C’est un fait, le gouvernement espagnol est totalement débordé et désorienté par le processus démocratique catalan, lui qui a combattu et qui combat encore le séparatisme basque militairement. Dans ce cas précis, la lutte contre ETA a légitimé tous les excès. Car force est de constater que dans la gestion de ses « crises indépendantistes », Madrid n’en est pas à son coup d’essai. L’histoire renvoie inévitablement aux mesures d’exception appliquées aux prisonniers basques, à la torture pratiquée dans les commissariats et casernes, ou encore à la fermeture du journal Egunkaria par les armes en 2003. A la différence près qu’il est aujourd’hui beaucoup plus difficile de justifier des ripostes d’une telle ampleur face à un processus politique démocratique et non violent.
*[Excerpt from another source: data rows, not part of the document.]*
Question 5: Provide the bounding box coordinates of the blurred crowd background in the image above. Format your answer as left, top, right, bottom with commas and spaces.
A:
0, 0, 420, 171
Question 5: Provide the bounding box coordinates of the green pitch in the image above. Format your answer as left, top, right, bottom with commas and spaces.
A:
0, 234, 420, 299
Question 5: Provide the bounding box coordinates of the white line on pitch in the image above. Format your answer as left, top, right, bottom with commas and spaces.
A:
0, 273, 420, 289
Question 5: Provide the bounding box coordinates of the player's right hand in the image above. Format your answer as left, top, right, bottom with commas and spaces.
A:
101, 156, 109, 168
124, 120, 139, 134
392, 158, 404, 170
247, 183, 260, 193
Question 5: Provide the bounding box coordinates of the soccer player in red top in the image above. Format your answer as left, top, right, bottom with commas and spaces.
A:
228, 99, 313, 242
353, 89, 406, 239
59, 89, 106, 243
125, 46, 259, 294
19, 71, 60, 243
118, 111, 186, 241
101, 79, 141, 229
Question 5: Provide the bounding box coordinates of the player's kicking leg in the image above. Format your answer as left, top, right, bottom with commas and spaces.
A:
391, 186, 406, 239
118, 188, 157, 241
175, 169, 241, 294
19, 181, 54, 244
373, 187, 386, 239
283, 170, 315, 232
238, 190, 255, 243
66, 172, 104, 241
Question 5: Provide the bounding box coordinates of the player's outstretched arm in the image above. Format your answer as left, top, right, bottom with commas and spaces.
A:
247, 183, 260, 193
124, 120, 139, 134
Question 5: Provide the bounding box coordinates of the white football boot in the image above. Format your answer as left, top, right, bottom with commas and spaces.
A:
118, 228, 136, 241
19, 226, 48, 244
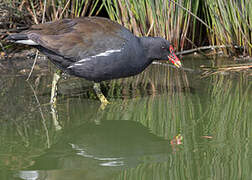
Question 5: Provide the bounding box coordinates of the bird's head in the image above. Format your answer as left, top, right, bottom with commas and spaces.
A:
143, 37, 182, 68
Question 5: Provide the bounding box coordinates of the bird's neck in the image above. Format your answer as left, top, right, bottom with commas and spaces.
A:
139, 37, 158, 61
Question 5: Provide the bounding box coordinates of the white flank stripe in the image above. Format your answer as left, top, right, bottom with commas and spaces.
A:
16, 39, 38, 45
95, 49, 121, 57
78, 58, 91, 63
68, 49, 121, 68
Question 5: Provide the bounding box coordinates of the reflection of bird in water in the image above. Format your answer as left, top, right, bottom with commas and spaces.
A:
29, 120, 171, 169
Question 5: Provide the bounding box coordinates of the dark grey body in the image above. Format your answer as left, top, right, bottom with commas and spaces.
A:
7, 17, 174, 82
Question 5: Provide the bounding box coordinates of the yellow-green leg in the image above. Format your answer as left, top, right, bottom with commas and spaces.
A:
50, 70, 61, 107
50, 70, 62, 130
94, 83, 109, 109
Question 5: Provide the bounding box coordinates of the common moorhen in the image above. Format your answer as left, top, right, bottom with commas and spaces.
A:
7, 17, 181, 103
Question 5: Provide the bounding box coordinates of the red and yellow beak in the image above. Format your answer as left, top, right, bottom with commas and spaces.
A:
168, 46, 182, 68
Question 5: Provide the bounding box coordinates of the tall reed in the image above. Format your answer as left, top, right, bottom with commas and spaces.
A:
103, 0, 199, 50
205, 0, 252, 55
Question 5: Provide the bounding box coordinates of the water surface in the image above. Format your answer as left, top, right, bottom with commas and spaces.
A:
0, 58, 252, 180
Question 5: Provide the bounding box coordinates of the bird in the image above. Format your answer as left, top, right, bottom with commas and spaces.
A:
6, 16, 182, 105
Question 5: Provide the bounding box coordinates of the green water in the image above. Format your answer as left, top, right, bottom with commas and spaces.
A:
0, 58, 252, 180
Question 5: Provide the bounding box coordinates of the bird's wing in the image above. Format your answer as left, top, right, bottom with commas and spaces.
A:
26, 17, 130, 61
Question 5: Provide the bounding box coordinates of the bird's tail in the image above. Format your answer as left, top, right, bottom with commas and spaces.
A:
5, 33, 28, 42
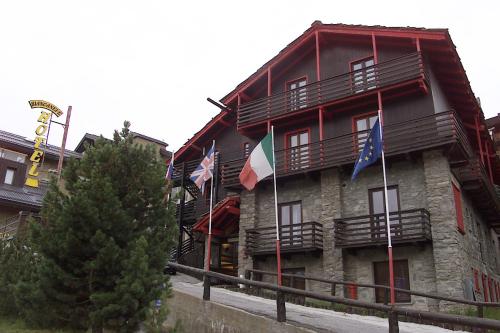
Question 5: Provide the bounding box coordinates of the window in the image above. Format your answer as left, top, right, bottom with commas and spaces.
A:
353, 113, 378, 151
286, 130, 309, 170
481, 274, 489, 302
287, 78, 307, 111
351, 57, 376, 93
0, 148, 26, 163
278, 201, 302, 247
368, 186, 402, 238
4, 168, 16, 185
243, 142, 250, 158
472, 268, 481, 292
451, 183, 465, 234
373, 260, 411, 303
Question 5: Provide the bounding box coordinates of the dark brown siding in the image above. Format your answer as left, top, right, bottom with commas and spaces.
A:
320, 43, 373, 79
271, 50, 317, 94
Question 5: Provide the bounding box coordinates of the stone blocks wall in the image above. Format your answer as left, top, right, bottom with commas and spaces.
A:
238, 190, 258, 276
423, 150, 464, 308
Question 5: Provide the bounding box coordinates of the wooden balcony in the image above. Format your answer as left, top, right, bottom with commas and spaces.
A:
334, 209, 432, 248
246, 222, 323, 256
175, 200, 196, 225
238, 52, 426, 129
221, 111, 473, 187
452, 157, 500, 223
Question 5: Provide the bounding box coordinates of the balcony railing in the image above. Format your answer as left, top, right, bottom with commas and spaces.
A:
221, 111, 473, 187
246, 222, 323, 255
175, 200, 196, 224
238, 52, 425, 128
334, 209, 432, 248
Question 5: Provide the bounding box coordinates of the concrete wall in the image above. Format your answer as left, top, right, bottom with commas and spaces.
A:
163, 290, 313, 333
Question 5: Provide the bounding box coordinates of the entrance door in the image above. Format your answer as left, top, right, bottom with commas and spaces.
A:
373, 260, 411, 303
279, 201, 302, 247
369, 186, 401, 238
281, 267, 306, 305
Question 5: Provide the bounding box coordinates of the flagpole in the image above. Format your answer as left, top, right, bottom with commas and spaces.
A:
378, 110, 396, 305
206, 140, 215, 272
271, 126, 281, 286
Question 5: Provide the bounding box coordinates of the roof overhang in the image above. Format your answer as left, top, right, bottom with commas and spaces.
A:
193, 196, 240, 237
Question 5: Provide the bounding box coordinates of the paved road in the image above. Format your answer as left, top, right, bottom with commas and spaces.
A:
171, 273, 466, 333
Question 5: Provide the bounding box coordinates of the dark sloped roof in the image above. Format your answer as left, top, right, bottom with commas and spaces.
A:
0, 130, 81, 159
0, 182, 48, 209
176, 21, 458, 159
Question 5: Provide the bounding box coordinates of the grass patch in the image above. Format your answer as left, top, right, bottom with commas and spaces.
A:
0, 317, 83, 333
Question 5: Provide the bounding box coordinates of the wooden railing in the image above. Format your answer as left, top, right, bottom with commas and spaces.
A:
221, 111, 473, 187
168, 262, 500, 333
238, 52, 425, 128
246, 222, 323, 255
334, 209, 432, 248
175, 200, 196, 221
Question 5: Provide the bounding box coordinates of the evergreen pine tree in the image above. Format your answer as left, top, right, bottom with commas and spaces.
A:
26, 122, 176, 332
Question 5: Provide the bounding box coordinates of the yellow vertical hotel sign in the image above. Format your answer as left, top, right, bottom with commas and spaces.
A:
25, 100, 63, 187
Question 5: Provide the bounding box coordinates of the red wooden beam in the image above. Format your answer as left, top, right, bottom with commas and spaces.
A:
475, 113, 484, 165
315, 31, 321, 81
219, 118, 233, 127
318, 27, 446, 41
484, 141, 494, 184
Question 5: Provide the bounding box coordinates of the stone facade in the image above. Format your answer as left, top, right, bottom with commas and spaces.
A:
238, 191, 258, 276
239, 150, 498, 310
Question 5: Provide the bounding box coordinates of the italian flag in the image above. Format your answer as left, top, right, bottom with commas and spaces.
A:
240, 132, 273, 191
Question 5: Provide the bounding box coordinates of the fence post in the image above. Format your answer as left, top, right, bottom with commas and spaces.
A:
387, 310, 399, 333
203, 274, 210, 301
276, 291, 286, 323
477, 305, 484, 318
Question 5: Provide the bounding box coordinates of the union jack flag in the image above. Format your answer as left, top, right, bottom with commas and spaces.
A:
189, 145, 215, 191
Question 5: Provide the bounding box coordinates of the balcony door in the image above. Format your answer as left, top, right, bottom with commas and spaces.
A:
286, 130, 309, 170
369, 186, 401, 239
278, 201, 302, 247
287, 78, 307, 111
351, 57, 376, 93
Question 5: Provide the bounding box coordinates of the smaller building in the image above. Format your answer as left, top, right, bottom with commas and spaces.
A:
0, 130, 81, 237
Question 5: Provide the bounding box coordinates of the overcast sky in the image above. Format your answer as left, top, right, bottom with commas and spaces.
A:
0, 0, 500, 149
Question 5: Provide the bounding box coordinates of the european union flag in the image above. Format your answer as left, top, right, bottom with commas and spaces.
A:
351, 119, 382, 180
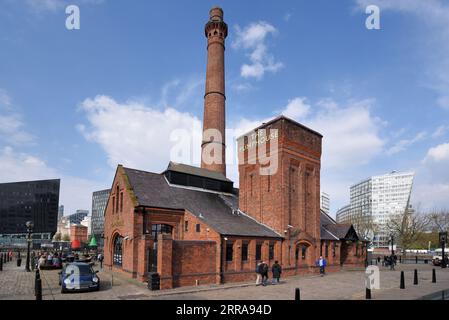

Alors que nombre d’observateurs doutaient de la capacité de la société catalane à maintenir ce référendum, c’est un véritable coup de force politique qui a été orchestré par les indépendantistes catalans ce 1er octobre. L’impact médiatique est sans précédent, appuyé par une vague de répression dont les images ont choqué le monde entier.

Le résultat de ce référendum est presque anecdotique. La violence aveugle et disproportionnée de la Guardia Civil rouvre des plaies non suturées, et fournit aux indépendantistes la meilleure des armes de persuasion : comment continuer la cohabitation avec un état qui, en plus de nier le droit de ses peuples à disposer d’eux-mêmes, envoie sa police afin de terroriser sa population ?

Le contexte historique espagnol est assez unique : la jeune démocratie ibérique est directement issue du régime franquiste qui n’a jamais été réellement vaincu, et qui continue de jouir d’une importante sympathie dans les milieux nationalistes.  Cette opposition est fondamentale, et les événements en cours semblent raviver ces blessures encore tenaces. Les divergences idéologiques des catalans semblent temporairement mises de côté au profit d’une lutte collective contre ce que beaucoup appellent un « régime tyrannique ».

Quelle sortie de crise ?

Le futur est parsemé d’incertitudes. Il apparaît très incertain que la Catalogne déclare unilatéralement son indépendance, puisque son objectif est à terme d’intégrer en tant qu’État l’Union Européenne. Cette intégration est plus qu’une volonté, c’est même la clé de voute du discours indépendantiste. Dans ce cadre là, on n’imagine pas la Catalogne foncer tête baissée dans une déclaration d’indépendance. Cependant, les récentes déclarations de Puigdemont laissent planer le doute.

Si, envers et contre tous, la Catalogne venait à annoncer sa sécession, l’Espagne, elle, n’hésitera pas à utiliser l’article 155 de la Constitution afin de suspendre le gouvernement et le parlement régional pour une durée pouvant atteindre douze mois. La Cour Constitutionnelle destituerait en outre le président Puigdemont, qui pourrait même être condamné à une peine de prison.

Le rôle de médiation demandé par les catalans à l’UE est en ce sens déterminant. L’issue la plus probable serait que cela aboutisse à une révision constitutionnelle, qui devienne bien plus fédérale qu’elle ne l’est déjà. Cependant, cela ne résoudrait que partiellement et très temporairement le problème.

C’est un fait indiscutable, la société catalane est traumatisée par les événements qui la secouent. Et pour une importante partie d’entre elle, la cohabitation avec Madrid est devenue définitivement impossible.

De nouvelles fractures se sont désormais superposées aux anciennes, ce qui n’est en rien gage d’optimisme pour le futur.